Tapi yang dominan pengen jadi dokter. Betapa tatapan memuja saya kepada kakak tingkat dan teman-teman saya yang lulus di FK, baik itu FK negeri/swasta atau melalui jalur apapun saya tidak pernah peduli. Seperti yang Dokter bilang sebelumnya, dari dulu, dari awal saya memasuki gerbang kelas tiga SMA, saya yakini semua yang lulus FK adalah mereka yang ‘terpilih’, apapun alasannya, apapun jalannya.

Dan jalan saya ternyata, lulus di tahun kedua saya mencoba. Dokter pasti tahu apa yang saya lakukan. Berusaha keras, setiap malam saya sempatkan membuka buku, memasang alarm, berdoa, bangun kala teman-teman saya tidur. Saya berusaha dengan keras. Meskipun belajar itu hanya buka buku dan korek-korek soal.

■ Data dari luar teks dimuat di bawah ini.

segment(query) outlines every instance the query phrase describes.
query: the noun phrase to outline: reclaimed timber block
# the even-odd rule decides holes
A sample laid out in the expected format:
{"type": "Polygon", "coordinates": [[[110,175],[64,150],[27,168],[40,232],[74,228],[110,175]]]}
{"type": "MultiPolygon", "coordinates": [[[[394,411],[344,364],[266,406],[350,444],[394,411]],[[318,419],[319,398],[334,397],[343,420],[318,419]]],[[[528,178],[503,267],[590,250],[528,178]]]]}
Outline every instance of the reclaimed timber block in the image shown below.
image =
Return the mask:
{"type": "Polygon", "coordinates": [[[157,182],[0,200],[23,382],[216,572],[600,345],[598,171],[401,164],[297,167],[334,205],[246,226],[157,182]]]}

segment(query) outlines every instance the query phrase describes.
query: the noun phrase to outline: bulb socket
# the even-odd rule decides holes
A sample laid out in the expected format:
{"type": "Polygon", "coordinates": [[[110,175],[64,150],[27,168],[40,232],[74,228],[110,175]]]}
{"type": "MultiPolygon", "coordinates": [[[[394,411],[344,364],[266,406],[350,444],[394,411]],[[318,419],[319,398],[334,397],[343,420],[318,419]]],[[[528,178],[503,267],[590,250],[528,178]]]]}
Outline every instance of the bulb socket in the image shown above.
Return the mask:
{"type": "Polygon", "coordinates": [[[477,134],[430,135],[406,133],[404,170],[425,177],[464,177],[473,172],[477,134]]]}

Yang penting saya usaha, dan Allah tahu. Allah tidak tidur.

Dari tahun pertama pun, saya rasa sudah belajar dengan keras, tapi mungkin positioning-nya yang nggak tepat. Mungkin saya kurang PDKT sama yang Di Atas. Kalau saya dapet apa yang saya cita-citakan dengan mudah, mungkin saya nggak tahu caranya mendekati Allah, meminta dan berpasrah. Nggak tahu rasanya gagal, patah hati, dan nggak semangat.

Tiba tanggal ujian SBMPTN, tawakal adalah satu-satunya penguat, setidaknya kalau memang takdir saya, pasti lulus, apapun kendalanya apapun rintangannya. Saya selalu percaya ini cuma masalah waktu. Saya berasal dari keluarga yang ketat dalam pendidikan. Kami dididik untuk perjuangkan cita-cita kami. Orang tua kami selalu bilang, kami orang tua berusaha memfasilitasi kalian dalam belajar untuk menggapai cita-cita kalian, tapi tidak untuk membelikannya. Saya terkadang ingin mencoba FK swasta tapi karena prinsip, nggak boleh memaksakan kehendak saya juga. Hal ini dikarenakan papa nggak nyuruh anaknya kuliah di swasta.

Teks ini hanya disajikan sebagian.